In my line of work as a professional speculator and financial-newsletter guy, I closely watch the markets all day every day. For a quarter century now I’ve studied real-time price action and newsflow, focusing on what is moving markets and why. As each trading day unfolds, I actually type up notes including links to relevant articles and charts. Running up to a couple pages a day, these are later used to write newsletters.
This play-by-play knowledge is essential for successful trading, as price trends are built on causal chains of newsflow. Understanding their cause-and-effect progression is necessary for gaming whatever is likely coming next. It’s not enough to know that gold or the benchmark US Dollar Index moved significantly on any given trading day, why they moved is more important. Fedspeak has played an increasing role lately.
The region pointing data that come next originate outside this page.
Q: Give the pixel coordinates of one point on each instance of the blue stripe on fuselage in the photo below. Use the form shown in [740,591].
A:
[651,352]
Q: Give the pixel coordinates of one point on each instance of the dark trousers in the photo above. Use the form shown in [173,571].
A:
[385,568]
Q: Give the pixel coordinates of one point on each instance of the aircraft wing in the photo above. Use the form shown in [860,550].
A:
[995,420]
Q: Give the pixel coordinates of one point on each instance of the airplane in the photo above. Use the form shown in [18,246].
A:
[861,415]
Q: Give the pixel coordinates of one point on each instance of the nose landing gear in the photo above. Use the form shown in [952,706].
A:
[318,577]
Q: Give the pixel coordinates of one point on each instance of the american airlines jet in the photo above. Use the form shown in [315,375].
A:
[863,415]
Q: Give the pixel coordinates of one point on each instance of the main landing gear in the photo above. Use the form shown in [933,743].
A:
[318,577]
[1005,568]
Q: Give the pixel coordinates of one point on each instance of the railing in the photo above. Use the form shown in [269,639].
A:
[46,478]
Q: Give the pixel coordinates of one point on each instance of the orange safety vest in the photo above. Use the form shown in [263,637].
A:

Gold’s current upleg was really strengthening in early May, powering up 26.3% in 7.2 months to $2,050 on the 4th! That was within spitting distance of the yellow metal’s nominal all-time-record closing high of $2,062 in early August 2020. Gold’s latest high-water mark came the day after the Fed’s Federal Open Market Committee hiked its federal-funds rate by another 25 basis points to a range midpoint of 5.13%.
Gold’s short-term price action is dominated by speculators’ gold-futures trading, because of the extreme leverage inherent in that realm. They look to the US dollar for their primary trading cues. As gold surged in early May into and after that latest FOMC meeting, the USDX was drifting along near recent lows. In a bear market after shooting parabolic last year on the Fed’s extreme rate hikes, it hit an 11.7-month low in mid-April.
Hawkish Fedspeak sure wasn’t the only reason gold and the dollar reversed hard since. Gold was really overbought then, stretched way up to 1.132x its 200-day moving average. Even though that remained well under upleg-slaying extremes above 1.160x, serious overboughtness greatly ramps odds for healthy pullbacks to rebalance sentiment. And the USDX was oversold at 0.956x its own 200dma, arguing for a bounce.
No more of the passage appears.